I smelt it last night, the smoke, apparently the wattle forest caught fire there next to the labourers’ cottages, everything is black with soot down there and one house was lost, and the roof of another caved in, she says. Apparently from a spark of their cooking-fire that leapt across, because the drift is dry, everything paper-dry there on the banks.
This morning I heard Dawid talking in the kitchen. Demolish, I heard and build and three extra houses please in the place of the corrugated-iron hovels that have been put up there for the children of Julies, of Kadys.
There was a long silence. It was only Agaat and Dawid there, she’d sent out the other two. At last she spoke, loud and clear so that I could also hear.

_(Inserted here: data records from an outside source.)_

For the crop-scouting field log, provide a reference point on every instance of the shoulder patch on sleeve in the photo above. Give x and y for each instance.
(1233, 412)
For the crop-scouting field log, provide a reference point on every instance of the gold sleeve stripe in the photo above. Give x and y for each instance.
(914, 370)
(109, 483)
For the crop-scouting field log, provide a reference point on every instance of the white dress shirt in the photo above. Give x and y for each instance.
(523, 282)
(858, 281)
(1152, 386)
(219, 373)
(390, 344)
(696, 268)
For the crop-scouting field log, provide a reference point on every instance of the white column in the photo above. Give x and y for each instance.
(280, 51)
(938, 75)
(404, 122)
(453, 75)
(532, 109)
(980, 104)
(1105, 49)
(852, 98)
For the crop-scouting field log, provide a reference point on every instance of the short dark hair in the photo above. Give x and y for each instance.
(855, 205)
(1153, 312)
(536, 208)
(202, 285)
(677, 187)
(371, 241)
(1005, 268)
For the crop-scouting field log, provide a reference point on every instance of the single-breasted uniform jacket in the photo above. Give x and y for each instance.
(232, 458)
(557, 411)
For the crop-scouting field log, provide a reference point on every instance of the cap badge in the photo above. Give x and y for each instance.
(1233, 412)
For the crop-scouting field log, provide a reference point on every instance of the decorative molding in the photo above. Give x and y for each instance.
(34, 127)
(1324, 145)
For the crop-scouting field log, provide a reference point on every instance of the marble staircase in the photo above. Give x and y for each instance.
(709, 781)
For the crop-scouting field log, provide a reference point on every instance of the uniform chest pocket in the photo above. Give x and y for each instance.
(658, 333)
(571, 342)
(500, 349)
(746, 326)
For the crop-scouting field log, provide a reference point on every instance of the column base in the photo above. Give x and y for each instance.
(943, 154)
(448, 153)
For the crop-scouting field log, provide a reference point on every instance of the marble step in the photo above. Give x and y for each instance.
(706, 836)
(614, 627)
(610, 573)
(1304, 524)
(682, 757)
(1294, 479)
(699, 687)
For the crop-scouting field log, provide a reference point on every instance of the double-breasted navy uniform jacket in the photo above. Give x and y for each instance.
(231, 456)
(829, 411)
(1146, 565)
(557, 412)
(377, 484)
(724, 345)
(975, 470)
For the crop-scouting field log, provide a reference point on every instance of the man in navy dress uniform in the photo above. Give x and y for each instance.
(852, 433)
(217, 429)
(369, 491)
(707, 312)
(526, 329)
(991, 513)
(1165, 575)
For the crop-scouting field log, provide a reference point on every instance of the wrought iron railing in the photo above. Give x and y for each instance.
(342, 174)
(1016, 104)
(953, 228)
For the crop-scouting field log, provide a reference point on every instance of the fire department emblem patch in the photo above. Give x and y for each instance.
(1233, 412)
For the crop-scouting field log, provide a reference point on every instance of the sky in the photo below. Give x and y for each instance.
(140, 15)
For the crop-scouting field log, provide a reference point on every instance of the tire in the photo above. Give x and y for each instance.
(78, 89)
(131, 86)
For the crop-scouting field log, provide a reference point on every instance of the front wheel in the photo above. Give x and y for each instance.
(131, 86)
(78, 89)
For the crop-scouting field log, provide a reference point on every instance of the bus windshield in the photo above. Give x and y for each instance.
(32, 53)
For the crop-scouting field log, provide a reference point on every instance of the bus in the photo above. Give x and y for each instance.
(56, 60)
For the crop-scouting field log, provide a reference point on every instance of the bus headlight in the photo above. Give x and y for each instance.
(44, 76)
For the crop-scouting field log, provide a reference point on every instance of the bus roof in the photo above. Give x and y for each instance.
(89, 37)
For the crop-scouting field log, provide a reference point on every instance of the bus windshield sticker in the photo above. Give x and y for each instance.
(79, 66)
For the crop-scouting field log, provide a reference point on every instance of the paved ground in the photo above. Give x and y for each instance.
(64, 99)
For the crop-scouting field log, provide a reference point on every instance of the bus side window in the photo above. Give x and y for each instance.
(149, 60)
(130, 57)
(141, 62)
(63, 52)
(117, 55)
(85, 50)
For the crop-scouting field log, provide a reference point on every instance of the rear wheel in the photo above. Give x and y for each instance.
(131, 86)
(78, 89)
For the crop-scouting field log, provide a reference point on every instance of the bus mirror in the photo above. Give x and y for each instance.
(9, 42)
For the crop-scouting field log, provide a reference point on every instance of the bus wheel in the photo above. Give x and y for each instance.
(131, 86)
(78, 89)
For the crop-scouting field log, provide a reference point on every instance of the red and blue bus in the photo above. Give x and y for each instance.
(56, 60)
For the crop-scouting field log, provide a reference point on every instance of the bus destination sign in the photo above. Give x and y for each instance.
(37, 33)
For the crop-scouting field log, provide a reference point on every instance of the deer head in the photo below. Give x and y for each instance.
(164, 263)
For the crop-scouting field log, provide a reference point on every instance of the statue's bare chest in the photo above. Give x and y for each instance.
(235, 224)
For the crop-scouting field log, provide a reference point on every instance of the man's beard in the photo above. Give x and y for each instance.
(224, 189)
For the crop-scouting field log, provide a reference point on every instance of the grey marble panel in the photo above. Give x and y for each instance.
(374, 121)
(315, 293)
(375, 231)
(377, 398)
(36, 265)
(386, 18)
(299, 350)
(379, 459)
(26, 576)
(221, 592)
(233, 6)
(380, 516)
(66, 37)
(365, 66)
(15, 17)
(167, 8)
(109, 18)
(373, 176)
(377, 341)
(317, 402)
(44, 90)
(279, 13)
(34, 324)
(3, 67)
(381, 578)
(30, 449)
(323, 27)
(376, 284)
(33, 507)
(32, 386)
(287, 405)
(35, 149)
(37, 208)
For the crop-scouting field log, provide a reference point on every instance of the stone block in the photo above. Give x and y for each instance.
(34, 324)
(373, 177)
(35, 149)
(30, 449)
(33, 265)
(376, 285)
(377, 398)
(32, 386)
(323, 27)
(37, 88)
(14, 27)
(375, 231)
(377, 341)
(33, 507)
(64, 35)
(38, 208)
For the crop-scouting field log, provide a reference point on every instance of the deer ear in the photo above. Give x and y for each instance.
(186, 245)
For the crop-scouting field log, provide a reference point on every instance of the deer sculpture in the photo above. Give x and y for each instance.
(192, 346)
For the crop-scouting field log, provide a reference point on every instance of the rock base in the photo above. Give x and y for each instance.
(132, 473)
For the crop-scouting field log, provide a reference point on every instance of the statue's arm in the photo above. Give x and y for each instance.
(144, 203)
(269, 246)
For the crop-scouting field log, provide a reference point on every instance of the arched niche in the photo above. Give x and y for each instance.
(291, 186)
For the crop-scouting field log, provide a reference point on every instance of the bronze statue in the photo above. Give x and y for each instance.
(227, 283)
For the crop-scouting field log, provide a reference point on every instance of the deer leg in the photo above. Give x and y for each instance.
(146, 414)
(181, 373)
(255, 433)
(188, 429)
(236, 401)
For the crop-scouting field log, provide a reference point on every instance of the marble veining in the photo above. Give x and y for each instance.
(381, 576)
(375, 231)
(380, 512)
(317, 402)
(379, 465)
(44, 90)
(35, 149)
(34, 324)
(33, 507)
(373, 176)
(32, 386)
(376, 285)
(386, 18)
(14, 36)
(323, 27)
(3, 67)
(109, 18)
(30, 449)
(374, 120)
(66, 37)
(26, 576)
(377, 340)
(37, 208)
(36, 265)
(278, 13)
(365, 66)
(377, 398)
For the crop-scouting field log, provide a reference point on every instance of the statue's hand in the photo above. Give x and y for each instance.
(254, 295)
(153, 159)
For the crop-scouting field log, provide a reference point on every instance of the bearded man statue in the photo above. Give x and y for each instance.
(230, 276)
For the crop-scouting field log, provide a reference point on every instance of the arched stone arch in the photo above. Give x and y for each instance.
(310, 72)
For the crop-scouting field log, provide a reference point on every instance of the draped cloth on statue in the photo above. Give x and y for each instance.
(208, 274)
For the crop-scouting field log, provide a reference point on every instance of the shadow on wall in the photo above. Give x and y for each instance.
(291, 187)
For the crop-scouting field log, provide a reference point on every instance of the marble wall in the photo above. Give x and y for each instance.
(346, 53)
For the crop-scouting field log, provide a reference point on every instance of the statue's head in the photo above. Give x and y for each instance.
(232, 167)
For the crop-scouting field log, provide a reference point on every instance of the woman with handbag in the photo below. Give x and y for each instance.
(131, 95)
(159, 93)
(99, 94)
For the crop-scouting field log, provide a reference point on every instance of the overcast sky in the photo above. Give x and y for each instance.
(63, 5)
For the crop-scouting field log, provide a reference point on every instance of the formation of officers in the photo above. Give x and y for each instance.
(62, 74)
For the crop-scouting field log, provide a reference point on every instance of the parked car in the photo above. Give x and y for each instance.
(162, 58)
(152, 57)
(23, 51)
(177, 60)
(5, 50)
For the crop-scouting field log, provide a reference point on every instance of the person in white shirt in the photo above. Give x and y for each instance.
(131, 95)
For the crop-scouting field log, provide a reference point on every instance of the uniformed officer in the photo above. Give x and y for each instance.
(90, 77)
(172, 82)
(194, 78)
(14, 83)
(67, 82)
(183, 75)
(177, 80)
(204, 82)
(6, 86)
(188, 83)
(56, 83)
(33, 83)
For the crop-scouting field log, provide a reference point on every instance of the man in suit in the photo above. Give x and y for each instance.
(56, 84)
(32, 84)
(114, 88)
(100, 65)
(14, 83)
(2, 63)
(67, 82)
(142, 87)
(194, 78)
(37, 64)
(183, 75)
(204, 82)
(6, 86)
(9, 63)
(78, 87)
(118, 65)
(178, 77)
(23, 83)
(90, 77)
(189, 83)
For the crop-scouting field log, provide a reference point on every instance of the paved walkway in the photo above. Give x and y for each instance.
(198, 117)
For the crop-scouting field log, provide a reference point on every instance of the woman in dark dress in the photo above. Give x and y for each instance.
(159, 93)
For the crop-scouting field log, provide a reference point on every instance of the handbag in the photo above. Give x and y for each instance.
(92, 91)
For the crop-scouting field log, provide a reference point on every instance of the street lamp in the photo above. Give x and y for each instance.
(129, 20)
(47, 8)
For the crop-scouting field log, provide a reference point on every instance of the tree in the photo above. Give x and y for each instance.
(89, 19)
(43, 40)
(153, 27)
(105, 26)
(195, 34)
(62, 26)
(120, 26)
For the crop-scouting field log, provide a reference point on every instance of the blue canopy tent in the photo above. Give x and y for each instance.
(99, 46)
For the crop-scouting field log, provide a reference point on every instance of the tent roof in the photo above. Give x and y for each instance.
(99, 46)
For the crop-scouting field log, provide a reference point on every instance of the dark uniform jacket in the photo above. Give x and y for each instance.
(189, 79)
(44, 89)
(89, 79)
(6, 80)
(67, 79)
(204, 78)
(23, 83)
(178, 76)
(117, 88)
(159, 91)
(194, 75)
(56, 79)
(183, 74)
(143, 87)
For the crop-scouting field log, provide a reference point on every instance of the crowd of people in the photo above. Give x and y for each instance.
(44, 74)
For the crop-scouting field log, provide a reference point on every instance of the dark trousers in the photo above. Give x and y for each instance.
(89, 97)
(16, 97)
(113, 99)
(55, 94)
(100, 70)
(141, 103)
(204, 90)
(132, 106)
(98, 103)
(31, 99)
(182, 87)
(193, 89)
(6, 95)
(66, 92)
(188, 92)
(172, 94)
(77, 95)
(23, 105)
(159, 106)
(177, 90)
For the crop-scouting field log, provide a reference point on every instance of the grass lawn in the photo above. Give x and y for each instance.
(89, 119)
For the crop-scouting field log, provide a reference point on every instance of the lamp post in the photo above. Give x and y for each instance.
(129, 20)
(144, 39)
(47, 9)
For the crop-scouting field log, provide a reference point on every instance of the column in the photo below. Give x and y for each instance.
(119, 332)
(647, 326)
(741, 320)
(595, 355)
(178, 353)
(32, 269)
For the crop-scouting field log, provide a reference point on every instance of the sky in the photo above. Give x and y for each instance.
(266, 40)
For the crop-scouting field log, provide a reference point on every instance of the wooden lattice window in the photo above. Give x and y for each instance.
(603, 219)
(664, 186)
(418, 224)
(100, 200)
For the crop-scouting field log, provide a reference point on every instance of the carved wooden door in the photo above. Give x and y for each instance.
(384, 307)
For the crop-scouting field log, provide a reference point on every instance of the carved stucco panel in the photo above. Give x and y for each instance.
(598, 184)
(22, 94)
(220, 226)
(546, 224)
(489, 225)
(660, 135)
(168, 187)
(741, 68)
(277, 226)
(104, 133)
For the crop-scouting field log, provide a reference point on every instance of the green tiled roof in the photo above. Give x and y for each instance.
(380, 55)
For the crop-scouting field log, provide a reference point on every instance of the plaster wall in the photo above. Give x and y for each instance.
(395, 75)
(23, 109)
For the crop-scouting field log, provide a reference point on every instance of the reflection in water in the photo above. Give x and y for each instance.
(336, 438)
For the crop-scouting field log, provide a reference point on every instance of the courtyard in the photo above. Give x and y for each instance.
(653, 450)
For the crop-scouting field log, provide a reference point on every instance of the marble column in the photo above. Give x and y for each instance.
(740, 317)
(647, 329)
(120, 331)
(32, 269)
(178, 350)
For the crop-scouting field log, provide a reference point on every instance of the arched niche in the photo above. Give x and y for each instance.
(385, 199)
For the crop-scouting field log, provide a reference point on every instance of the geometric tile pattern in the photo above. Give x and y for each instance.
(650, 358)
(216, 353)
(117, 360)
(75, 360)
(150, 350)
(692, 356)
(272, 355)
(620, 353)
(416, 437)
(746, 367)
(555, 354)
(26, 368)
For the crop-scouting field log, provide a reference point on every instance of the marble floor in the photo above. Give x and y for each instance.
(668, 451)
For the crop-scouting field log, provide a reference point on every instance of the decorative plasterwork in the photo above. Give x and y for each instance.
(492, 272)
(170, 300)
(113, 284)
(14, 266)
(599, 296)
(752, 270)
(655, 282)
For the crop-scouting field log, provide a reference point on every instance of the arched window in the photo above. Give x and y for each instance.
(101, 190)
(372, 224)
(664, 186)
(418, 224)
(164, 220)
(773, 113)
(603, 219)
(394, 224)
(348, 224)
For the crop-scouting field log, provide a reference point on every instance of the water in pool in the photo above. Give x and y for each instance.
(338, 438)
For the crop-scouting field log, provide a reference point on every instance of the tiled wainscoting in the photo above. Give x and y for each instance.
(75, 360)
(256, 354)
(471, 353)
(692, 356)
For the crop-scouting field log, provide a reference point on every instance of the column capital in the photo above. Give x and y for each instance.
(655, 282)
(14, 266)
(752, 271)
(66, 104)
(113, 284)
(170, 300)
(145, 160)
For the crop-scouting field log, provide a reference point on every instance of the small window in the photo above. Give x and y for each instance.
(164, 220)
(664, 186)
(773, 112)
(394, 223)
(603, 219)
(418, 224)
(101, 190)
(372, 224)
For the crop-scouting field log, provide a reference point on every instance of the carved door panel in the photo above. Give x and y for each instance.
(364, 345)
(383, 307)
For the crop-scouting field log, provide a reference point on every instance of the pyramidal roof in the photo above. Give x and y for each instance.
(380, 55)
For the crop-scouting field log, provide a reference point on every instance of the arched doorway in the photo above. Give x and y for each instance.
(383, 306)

One thing at a time, Dawid, she said, you must just make do until after the funeral. Till after the New Year, I’d say. Draw up your plans so long, work out how many bricks and bags of cement it’s going to take, corrugated iron, doors, windows, everything, I’ll check it and then I’ll see what I can do, but I’m telling you now there are too many of you, I’m not building more than two new houses, in the place of the old ones that are falling to pieces and exactly the same size, but I’m not building extra houses, you can decide amongst yourselves which three of the six and their families will go, we’re never going to need all of them and I can in any case not carry on paying them all and I don’t like unpaid hungry labourers sitting around here getting up to no good and stealing my sheep. And those who stay on, they must stop breeding or I’ll have the women fixed, sooner rather than later. Everything is going to get smaller here now, that you’ve known for more than a year now, if I need people for big jobs, I’ll hire kaffirs on contract, as at shearing time, it’s much simpler and cheaper too, all the farmers are doing it like that now. They come, they work, they eat, they sleep on sacks in the shed and I pay them and their boss comes and fetches them. No drunken brawls, no stabbings, no loafing around and no babies that I have to catch and that get ill and that I have to doctor and keep healthy all their lives.